Am Tag vor der Rede präsentierte Omri Boehm zusammen mit Daniel Kehlmann im knallvollen Wiener Volkstheater ein Buch, das die beiden gemeinsam verfasst haben: "Der bestirnte Himmel über mir. Gespräche über Kant". Zum Auftakt witzelte Kehlmann, in Österreich würden alles zur Farce, selbst die Cancel-Debatten. In Deutschland würde man sich wenigstens irgendwas aus einem Werk herauspicken, an dem man seinen Vorwurf aufhängen könne. Die Herren von der IKG seien hingegen auf typisch Wienerische Art ganz ohne Argument ausgekommen, hätten wohl nur irgendwo gehört, dieser Boehm sei "ganz ein Arger", das habe ihnen gereicht.
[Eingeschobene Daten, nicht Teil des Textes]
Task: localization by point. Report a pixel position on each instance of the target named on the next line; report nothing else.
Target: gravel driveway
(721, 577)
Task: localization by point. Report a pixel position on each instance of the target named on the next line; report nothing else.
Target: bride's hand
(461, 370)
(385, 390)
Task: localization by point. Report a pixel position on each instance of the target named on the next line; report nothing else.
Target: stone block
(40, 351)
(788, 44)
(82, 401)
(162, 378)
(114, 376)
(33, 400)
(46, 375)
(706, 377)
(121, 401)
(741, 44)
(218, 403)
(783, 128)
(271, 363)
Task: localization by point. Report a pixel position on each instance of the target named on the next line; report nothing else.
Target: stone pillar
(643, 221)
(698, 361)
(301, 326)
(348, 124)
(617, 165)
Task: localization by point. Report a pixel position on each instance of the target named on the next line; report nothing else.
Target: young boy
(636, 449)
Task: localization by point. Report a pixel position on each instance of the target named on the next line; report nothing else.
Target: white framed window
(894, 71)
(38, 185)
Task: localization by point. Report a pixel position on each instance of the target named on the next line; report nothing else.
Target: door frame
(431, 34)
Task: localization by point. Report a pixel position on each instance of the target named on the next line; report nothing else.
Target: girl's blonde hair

Bei der Buchvorstellung im Volkstheater bekommt man statt eines Skandals ein hochkomplexes philosophisches Gespräch geboten. Omri Boehm ist leidenschaftlicher Kantianer und führt in die "anarchistischen Kompromisslosigkeit" von Kants Gedankengebäude ein. Darauf begründet er seine Position des radikalen Universalismus. Sie geht davon aus, dass alle Menschen gleich geboren seien, "that all men are born equal" – daher wendet er sich grundlegend gegen jede Identitätspolitik, egal ob sie aus der rechten, nationalistischen oder aus der postkolonialen Ecke kommt.
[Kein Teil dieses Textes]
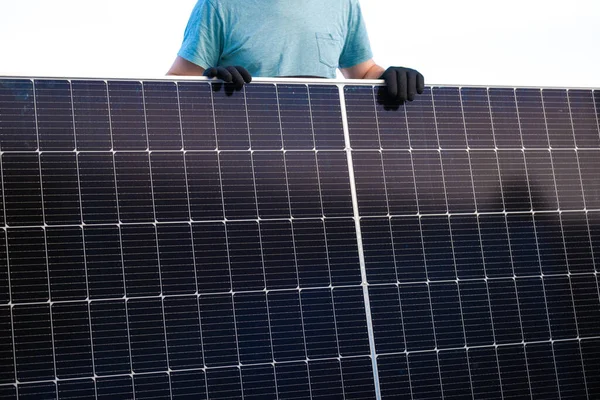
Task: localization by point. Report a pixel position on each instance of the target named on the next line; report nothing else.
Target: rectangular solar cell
(297, 239)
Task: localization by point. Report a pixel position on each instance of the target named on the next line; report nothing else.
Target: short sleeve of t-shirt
(357, 47)
(203, 38)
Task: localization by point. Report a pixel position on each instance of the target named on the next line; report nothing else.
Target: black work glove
(403, 84)
(236, 75)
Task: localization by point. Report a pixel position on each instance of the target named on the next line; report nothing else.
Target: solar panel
(174, 240)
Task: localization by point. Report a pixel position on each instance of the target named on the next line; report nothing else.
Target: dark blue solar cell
(550, 243)
(449, 118)
(92, 124)
(182, 327)
(37, 391)
(560, 307)
(362, 119)
(263, 117)
(17, 115)
(386, 316)
(110, 337)
(117, 388)
(466, 246)
(420, 118)
(34, 354)
(532, 118)
(252, 328)
(169, 186)
(357, 374)
(175, 253)
(478, 122)
(140, 260)
(558, 118)
(458, 181)
(447, 315)
(303, 184)
(523, 245)
(417, 318)
(326, 117)
(431, 193)
(532, 304)
(271, 184)
(351, 322)
(277, 243)
(515, 189)
(295, 116)
(485, 377)
(259, 382)
(587, 307)
(224, 383)
(204, 186)
(342, 252)
(197, 118)
(218, 331)
(54, 112)
(325, 379)
(127, 115)
(408, 249)
(75, 390)
(425, 376)
(163, 122)
(589, 165)
(147, 335)
(72, 342)
(97, 188)
(583, 116)
(7, 367)
(292, 381)
(245, 257)
(496, 250)
(188, 385)
(506, 315)
(66, 264)
(437, 242)
(569, 369)
(239, 193)
(370, 183)
(311, 253)
(542, 371)
(394, 381)
(399, 182)
(505, 119)
(335, 183)
(148, 387)
(477, 319)
(577, 242)
(378, 250)
(513, 372)
(103, 261)
(134, 187)
(22, 189)
(319, 323)
(541, 180)
(287, 331)
(455, 373)
(28, 265)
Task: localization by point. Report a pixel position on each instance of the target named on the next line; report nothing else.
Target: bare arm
(183, 67)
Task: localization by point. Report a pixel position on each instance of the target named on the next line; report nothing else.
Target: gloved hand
(236, 75)
(403, 83)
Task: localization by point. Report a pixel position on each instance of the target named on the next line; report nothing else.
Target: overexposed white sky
(483, 42)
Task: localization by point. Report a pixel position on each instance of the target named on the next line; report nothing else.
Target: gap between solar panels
(297, 239)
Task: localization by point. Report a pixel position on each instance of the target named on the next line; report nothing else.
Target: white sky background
(483, 42)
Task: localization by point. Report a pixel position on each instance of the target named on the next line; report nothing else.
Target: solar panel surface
(173, 240)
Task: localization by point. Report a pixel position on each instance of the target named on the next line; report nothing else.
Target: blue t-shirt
(277, 37)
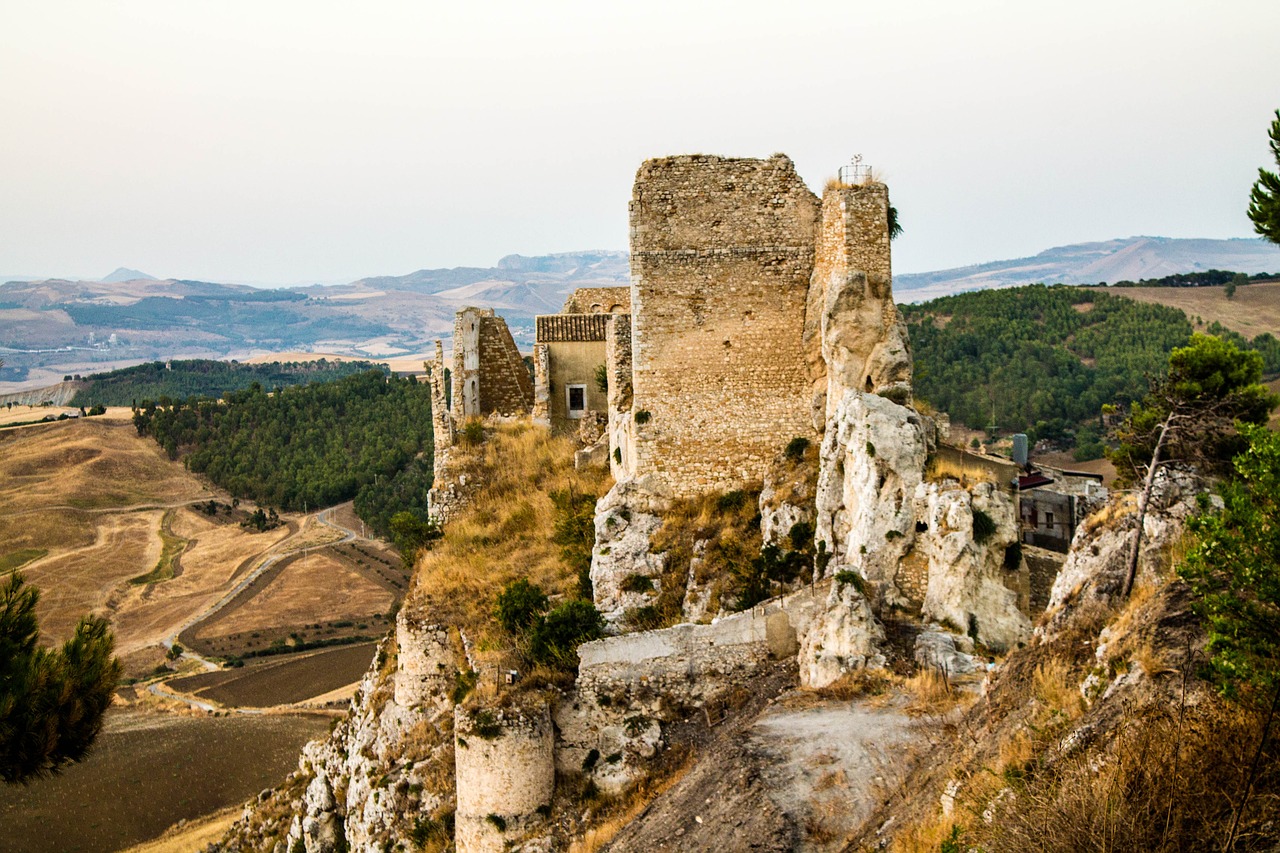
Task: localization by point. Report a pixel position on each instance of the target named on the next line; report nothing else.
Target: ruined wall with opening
(489, 374)
(598, 300)
(721, 259)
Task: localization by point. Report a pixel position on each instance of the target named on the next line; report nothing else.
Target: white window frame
(574, 414)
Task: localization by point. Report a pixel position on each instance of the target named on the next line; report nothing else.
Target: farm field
(280, 679)
(1255, 308)
(149, 771)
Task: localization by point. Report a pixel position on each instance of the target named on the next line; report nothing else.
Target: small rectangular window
(576, 396)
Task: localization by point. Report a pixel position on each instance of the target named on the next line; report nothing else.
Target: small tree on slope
(51, 702)
(1234, 573)
(1189, 415)
(1265, 199)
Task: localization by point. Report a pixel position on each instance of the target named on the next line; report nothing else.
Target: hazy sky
(282, 142)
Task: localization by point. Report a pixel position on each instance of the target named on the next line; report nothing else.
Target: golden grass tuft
(504, 533)
(621, 811)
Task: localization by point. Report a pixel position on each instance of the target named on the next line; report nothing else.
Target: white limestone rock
(872, 461)
(965, 585)
(626, 518)
(940, 649)
(841, 638)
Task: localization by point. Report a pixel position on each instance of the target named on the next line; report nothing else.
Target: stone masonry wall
(721, 260)
(506, 386)
(854, 337)
(506, 767)
(617, 361)
(598, 300)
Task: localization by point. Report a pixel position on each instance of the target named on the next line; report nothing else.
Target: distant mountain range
(55, 327)
(1114, 260)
Pressekonferenz Omri Boehm c Franzi Kreis 9Omri Boehm und Milo Rau bei der Pressekonferenz zur Eröffnung der Wiener Festwochen 2024 ©  Franzi Kreis

Für Boehm steht der Satz: "Die Würde des Menschen ist unantastbar" im Zentrum seines Denkens. Und er folgt Kant, den "das moralische Gesetz in mir" ebenso mit Ehrfurcht erfüllte "wie der bestirnte Himmel über mir". Dieses moralische Gesetz hält Kant für a priori in allen Menschen gleichermaßen verankert, es bedeutet den Vorrang der Gerechtigkeit. Und dieses innere moralische Gesetz steht über jedem äußeren – auch göttlichen – Gesetz. Das ist das, was Hannah Arendt als "Pflicht zum Ungehorsam" bezeichnet.

Aus dieser Position hat Omri Boehm die Utopie für Israel entwickelt: keine Zweistaatenlösung, sondern ein einziger, föderaler Staat, in dem Juden und Palästinenser gleichberechtigt zusammenleben. Er sieht das ausdrücklich als Utopie, aber als eine, die man als Vision vor sich haben müsse. Und ihm ist bewusst, dass daher die Anschuldigungen kommen, er stelle das Existenzrecht Israels in Frage.

Tumult am Judenplatz

Am nächsten Abend marschieren am Judenplatz Polizei, Soldaten und Verfassungsschützer auf und wappnen sich gegen einen Tumult. Der Titel von Omri Boehms Rede lautet: "Shadows of History, Spectres of the Present: The Middle East War and Europe's Challenge". Schatten der Geschichte, Geister der Gegenwart: Der Krieg in Nahost und die Herausforderung für Europa. Tatsächlich erscheinen Protestierende mit Plakaten. Es sind hauptsächlich junge Juden und Jüdinnen, sie halten ihre Plakate schweigend hoch und blockieren die Sicht auf den Redner. Es sind viele Plakate, die die Rückholung der Geiseln fordern. "Bring them home", "innocent life is non-negotiable".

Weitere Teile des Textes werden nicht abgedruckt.